Sunday, March 31, 2013

Staff Development During a Recession and Beyond

A report by NIACE highlights how “whilst organisations recognise the importance for recovery of maintaining a strategic focus and developing work in key areas such as skills activism, for many their time and resources have been diverted into implementing emergency measures to tackle business contraction, redundancies and unemployment.  In addition, the recession has challenged fundamental economic assumptions on which pre-recessionary learning and skills policy was based, and new agendas set out for recovery have yet to gain consensus.  Under these circumstances, it is vital that organisations have the space to consider and debate the emerging economic picture - nationally, regionally and locally – and to explore the implications of this for longer term, strategic planning,” (p.5).
The NIACE research found that “many employers have responded to the more difficult business climate by reducing their investment in staff training and development,” (p.6). What’s striking about this finding is that its history repeating itself, where in the aftermath of previous recessions the consensus was that the last budget that should be cut in a recession is for training and development.
What’s also interesting is that back in 2009 organisations from the TUC to the Institute of Directors and the CBI espoused the common message that investment in skills development is essential to equip individuals, businesses and the nation to confront successfully the challenges that the recession presents (TUC, 2009b; IoD, 2009; CBI, 2009). 
‘Smart’ organisations understand how important the development of their ‘human’ talent is for real sustainable growth and the ability to develop a genuine ‘competitive advantage’. They do this by ensuring their organisations continue to have that special, hard-to duplicate know-how – which along with a culture that encourages debate and innovation – creates a cohesive team, across the whole organisation that effortlessly sets the standards for other organisations to follow.

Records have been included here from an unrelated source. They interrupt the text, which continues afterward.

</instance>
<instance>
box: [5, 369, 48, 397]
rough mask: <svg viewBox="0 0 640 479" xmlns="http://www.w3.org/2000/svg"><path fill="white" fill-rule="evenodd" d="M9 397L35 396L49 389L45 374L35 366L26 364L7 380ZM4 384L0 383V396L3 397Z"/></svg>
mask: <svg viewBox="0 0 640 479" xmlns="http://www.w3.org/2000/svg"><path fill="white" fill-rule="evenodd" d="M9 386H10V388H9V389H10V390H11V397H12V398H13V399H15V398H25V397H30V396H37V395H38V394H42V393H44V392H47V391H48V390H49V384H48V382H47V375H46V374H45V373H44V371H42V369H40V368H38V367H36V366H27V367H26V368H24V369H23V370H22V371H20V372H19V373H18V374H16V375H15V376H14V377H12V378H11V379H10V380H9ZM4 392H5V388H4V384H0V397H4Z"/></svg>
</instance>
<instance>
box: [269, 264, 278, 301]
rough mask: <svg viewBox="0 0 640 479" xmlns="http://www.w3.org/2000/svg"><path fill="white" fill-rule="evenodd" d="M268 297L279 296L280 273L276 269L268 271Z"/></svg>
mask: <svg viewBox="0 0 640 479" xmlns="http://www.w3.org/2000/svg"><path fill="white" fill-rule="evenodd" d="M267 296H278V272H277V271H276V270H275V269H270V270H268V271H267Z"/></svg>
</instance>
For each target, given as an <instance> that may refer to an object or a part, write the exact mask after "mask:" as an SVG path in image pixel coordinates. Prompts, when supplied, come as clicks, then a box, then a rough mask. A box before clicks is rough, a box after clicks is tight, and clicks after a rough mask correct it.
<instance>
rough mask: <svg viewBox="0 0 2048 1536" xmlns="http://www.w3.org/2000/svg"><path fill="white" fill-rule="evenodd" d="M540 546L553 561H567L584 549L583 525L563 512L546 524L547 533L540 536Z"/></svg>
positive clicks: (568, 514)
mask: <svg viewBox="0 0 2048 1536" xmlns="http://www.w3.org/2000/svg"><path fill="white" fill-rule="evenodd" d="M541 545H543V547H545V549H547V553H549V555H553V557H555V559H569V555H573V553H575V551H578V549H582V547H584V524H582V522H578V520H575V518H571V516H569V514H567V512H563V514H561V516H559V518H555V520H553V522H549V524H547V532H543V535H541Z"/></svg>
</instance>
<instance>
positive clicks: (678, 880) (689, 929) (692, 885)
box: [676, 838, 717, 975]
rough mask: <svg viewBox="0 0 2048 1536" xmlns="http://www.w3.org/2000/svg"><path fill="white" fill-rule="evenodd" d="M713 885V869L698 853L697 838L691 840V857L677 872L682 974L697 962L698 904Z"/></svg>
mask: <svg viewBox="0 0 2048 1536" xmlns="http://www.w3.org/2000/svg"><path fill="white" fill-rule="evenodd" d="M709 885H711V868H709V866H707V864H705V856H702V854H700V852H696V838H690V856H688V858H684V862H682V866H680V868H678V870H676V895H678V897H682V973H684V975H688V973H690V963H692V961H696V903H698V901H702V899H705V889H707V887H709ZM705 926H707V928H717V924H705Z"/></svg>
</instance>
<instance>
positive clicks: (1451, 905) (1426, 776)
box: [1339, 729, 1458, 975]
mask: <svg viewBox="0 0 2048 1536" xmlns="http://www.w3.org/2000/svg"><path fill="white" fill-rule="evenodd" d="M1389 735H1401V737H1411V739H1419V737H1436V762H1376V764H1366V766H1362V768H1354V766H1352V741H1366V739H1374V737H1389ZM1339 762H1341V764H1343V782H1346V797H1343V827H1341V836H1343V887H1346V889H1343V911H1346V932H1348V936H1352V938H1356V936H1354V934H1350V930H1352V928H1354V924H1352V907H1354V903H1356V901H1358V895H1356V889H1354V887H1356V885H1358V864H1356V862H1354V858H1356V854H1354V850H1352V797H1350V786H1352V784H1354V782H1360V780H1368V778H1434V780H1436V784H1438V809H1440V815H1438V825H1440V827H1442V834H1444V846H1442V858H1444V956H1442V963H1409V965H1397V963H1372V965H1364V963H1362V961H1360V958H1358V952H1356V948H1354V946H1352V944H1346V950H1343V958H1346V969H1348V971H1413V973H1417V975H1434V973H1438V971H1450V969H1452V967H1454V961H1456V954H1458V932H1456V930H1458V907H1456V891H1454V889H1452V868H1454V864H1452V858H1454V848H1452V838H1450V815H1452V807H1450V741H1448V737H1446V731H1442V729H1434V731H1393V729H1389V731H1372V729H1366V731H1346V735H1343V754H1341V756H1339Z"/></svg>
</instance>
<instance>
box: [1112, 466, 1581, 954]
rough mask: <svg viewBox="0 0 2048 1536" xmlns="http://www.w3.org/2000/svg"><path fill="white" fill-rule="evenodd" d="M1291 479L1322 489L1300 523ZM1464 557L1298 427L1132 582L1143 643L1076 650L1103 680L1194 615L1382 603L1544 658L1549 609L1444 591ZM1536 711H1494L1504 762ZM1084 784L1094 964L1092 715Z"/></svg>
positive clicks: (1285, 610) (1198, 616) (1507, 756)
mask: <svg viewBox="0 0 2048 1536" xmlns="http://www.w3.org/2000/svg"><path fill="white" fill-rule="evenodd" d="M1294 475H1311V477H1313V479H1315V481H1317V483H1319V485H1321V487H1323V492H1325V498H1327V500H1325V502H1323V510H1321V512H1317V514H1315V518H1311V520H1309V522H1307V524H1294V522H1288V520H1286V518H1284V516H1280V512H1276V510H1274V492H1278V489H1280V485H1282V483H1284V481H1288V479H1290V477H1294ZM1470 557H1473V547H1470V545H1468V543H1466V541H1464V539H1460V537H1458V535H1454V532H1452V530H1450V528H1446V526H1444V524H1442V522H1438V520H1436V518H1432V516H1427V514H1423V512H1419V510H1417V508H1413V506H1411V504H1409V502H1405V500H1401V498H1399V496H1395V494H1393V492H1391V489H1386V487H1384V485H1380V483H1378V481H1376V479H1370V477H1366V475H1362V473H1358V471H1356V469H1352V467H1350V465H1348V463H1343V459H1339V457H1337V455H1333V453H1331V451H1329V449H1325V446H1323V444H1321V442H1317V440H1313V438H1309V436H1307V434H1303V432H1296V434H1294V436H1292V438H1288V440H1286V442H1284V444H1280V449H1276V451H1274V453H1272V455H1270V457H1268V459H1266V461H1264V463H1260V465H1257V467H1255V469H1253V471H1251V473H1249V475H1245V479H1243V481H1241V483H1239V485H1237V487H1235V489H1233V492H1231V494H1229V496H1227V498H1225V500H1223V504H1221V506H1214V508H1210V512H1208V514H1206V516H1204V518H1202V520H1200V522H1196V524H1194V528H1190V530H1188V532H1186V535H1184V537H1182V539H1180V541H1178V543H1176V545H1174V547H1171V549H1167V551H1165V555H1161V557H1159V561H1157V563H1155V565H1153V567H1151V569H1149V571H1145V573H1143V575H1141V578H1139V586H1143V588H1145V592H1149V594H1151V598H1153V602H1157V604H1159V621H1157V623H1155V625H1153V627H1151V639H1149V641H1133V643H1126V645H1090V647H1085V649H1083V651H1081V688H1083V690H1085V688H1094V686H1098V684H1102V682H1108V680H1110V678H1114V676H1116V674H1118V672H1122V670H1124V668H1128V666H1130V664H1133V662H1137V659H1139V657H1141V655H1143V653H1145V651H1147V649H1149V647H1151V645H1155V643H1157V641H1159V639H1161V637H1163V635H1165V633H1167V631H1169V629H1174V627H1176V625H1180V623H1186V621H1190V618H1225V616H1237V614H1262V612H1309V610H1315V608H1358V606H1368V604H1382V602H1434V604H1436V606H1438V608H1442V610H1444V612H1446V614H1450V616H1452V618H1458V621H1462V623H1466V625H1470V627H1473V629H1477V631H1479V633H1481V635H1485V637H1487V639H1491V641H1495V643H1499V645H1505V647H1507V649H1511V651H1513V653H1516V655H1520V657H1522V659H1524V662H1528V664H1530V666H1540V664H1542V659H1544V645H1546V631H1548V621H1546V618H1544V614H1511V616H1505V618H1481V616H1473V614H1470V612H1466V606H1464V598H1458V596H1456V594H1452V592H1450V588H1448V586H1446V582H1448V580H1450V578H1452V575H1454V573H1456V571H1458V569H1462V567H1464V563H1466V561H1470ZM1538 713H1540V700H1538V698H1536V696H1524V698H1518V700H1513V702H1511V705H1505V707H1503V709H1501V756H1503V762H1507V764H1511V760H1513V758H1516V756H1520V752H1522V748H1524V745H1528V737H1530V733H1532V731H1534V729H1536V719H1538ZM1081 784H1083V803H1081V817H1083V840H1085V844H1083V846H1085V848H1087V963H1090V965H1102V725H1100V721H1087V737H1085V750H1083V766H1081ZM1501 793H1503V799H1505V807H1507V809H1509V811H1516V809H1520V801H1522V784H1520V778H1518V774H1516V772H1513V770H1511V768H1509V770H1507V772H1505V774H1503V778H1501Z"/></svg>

Quite a few leaders seem to forget in a recession, and unfortunately beyond, that their organisation is made up of a ‘lot of players’ that are part of one big ‘team’ and its success is determined firstly by how well they all work together towards a common goal; and secondly by ensuring that they are continually learning and developing their skills and knowledge.
It may be true that the strategic leadership team sets organisational visions and strategy; but the leadership must never forget that it is the employees at the ‘coal face’ who are often the first to identify actual or potential problems, and if the culture is right and they have the right skills and knowledge they can be the first to offer short and/or long-term solutions.
One mistake managers make, and not just in a recession, is the automatic assumption that ‘staff development’ costs money with little return – but firstly there are enough professional training and development organisations that offer ‘tailored’ solutions with practical learning outcomes, which often ensures an excellent return on investment; but, secondly, organisations can and should always consider ‘internal skills transfer’. This transfer of skills means, for example, that the financial team should be able to ‘teach’ financial skills to other functional areas; the corporate strategists should be able to transfer key skills in strategic implementation; the human resource specialists should be able to transfer key behavioural skills on an individual and team basis, as required; and those at the ‘coal face’ should be giving ‘constant’ feedback on ‘customer’ perceptions and attitudes in the current climate and hence key customer relationship management skills; etc.
Successful organisations will have loads of talent in their structures, at various levels, and you should use every opportunity, especially in times of hardship, to share and transfer those skills to others in the organisation.
So claiming you can’t afford to develop your management and staff is not correct – you can always encourage and ensure organisational development – and it doesn’t have to cost much at all. What you do need are forward thinking leaders who know the critical importance of talent management and development, beyond the nice to have rhetoric. Leaders who will always ensure that they have an organisational culture that inspires people to want to learn; question and share their knowledge to the benefit of the organisation; its innovative approach to problem solving and a genuine positive focus on sustainable growth.
This isn’t a ‘big’ corporate philosophy and can (and should) be employed by any sized organisation that wants to optimise its future. You need a culture that encourages individual and team development on a continuous basis – where this development is practically focused on innovative business; competitive advantage and future growth.
Learning in the Recession: implications of the recession for adult learning and skills in the English regions. Report by the National Institute of Adult Continuing Education. December 2009.